Friday, September 3, 2010

A New Link: File under "Threats to Democracy"

One person interviewed here speaks of an attempt to de-professionalize teaching.
I've experienced this first-hand while employed in Europe--the American-based University where I taught had the ideal of creating a recipe or program which told "instructors" exactly what to teach and thus made it easy for any given teacher to be replaced... I saw something similar in the American owned and managed International School where I taught. Needless to say, when you teach at an actual university in the United States you not only write your own syllabus, but also choose your text/s....something I was not allowed to do at the American owned and managed "university" where I taught in Central Europe. (The link below is to "Democracy Now".)

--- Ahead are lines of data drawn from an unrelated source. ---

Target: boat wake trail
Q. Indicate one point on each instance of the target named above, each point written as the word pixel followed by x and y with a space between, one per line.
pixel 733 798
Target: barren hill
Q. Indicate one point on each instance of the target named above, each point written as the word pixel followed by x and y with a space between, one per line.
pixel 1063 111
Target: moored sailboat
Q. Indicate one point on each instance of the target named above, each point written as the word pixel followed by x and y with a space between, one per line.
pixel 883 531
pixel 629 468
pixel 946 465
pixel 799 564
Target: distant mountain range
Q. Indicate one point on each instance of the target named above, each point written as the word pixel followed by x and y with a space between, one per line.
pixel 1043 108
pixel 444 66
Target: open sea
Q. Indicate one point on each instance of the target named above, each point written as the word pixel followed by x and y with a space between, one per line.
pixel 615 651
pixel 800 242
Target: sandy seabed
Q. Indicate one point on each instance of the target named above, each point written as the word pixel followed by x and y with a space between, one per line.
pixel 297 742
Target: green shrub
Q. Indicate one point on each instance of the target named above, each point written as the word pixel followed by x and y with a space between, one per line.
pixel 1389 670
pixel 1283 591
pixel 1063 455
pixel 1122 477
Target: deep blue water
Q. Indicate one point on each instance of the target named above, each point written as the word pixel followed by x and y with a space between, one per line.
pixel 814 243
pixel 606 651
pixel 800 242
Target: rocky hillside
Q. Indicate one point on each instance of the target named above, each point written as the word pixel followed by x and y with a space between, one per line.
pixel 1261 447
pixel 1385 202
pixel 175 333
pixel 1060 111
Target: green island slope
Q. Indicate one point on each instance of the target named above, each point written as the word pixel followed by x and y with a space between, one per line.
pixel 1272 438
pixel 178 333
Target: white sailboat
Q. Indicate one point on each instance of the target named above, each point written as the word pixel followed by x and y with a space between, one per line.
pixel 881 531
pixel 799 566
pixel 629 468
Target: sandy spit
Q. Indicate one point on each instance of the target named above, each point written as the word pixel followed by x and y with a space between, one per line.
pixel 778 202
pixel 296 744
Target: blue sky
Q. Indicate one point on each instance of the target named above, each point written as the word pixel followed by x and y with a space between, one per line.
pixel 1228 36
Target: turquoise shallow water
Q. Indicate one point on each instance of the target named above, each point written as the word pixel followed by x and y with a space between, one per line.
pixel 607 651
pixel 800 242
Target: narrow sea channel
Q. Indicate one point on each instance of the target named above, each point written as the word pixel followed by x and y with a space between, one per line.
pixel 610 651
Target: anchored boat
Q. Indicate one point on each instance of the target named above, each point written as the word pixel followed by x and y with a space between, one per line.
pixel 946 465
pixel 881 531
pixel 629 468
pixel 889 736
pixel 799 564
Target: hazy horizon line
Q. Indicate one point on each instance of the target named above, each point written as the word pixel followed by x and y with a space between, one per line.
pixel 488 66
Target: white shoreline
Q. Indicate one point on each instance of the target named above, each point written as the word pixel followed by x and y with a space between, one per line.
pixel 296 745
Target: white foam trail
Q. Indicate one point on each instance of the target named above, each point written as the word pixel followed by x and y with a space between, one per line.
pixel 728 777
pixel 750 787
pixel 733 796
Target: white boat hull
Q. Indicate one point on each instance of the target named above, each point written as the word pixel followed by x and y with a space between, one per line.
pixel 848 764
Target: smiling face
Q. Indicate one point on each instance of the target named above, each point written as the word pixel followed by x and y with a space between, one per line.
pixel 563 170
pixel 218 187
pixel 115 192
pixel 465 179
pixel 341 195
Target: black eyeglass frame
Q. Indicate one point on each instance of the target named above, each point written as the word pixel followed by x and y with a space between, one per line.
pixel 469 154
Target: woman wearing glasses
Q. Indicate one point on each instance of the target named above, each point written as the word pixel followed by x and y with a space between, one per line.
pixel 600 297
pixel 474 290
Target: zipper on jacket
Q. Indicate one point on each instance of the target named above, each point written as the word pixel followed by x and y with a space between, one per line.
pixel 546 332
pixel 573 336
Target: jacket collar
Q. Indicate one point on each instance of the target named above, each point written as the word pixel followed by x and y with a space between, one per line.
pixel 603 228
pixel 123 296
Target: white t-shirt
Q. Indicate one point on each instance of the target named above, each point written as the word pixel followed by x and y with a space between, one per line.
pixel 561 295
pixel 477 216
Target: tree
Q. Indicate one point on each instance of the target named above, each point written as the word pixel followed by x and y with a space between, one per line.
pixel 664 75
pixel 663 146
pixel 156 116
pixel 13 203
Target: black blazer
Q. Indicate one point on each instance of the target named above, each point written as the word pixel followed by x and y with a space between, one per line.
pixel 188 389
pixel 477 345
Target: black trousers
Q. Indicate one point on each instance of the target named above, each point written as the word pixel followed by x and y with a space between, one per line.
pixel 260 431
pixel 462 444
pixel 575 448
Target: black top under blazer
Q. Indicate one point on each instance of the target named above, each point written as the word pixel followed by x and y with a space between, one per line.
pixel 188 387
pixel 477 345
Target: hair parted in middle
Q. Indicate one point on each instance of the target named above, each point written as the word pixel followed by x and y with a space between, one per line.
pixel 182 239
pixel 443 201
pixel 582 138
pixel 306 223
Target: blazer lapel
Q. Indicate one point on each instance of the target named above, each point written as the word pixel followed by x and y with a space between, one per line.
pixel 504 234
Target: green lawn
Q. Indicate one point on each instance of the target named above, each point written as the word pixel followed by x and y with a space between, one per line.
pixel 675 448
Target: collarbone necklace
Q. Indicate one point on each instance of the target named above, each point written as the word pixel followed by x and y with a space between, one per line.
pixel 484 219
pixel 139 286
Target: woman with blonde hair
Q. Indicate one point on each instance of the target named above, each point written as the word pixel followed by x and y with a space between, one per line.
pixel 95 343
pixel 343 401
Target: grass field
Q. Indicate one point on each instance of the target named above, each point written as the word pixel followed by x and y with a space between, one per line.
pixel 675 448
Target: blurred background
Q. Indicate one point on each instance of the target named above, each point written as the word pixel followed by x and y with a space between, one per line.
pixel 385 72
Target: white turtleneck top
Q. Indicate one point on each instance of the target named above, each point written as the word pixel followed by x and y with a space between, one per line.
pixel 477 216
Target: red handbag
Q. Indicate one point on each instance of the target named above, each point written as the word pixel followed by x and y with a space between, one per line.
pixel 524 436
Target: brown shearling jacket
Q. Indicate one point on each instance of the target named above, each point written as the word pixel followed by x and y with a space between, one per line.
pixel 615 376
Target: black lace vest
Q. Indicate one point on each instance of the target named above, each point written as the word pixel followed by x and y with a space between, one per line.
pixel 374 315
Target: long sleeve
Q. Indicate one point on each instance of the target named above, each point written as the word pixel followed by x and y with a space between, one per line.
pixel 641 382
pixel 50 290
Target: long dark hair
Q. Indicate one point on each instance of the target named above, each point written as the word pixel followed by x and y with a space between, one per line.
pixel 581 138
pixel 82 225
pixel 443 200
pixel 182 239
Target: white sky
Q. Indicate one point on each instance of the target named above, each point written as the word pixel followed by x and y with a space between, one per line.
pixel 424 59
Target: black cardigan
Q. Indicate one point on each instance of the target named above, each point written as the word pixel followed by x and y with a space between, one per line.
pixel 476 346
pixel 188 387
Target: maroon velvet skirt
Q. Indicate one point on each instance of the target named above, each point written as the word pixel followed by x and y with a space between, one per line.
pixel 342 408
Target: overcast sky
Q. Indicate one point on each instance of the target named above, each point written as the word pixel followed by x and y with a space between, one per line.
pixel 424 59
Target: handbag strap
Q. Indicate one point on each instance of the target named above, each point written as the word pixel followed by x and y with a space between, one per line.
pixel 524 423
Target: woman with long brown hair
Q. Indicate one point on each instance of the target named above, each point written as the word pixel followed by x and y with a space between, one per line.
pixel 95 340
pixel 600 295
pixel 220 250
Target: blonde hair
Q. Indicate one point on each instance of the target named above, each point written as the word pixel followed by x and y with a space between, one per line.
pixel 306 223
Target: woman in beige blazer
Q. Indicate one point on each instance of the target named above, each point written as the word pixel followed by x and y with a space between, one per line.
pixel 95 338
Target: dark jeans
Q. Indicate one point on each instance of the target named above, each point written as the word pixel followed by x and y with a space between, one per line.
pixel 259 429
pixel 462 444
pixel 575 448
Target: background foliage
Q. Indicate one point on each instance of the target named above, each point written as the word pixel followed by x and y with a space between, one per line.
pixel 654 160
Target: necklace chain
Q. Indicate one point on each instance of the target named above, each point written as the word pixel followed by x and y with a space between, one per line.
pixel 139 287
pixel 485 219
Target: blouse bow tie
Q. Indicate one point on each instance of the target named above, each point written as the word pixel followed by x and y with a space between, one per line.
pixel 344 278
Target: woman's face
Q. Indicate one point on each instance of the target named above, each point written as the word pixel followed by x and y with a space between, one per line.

The real problem here is very broad and very political.
When I worked as a "freelance" language teacher in Vienna, one of my colleagues understood the problem very well, when he remarked to me that when the manager of the "German department" at the "Institute" where we both taught increased her control, and specified exactly what he had to teach, that simply left him less room for creativity.
It is an old piece of anarchist (and other) political philosophies that every human being has a right to be creative.
As Adorno said in his essay "Leisure Time", the human need for culture and creativity is an intrinsic right, not merely something to be bestowed upon us by employers nor the sort of gift the cultural conservative imagines it to be. We are patronized insofar as such vital elements of human life are treated as extras--as if we were being granted privileges when we are merely allowed to be human.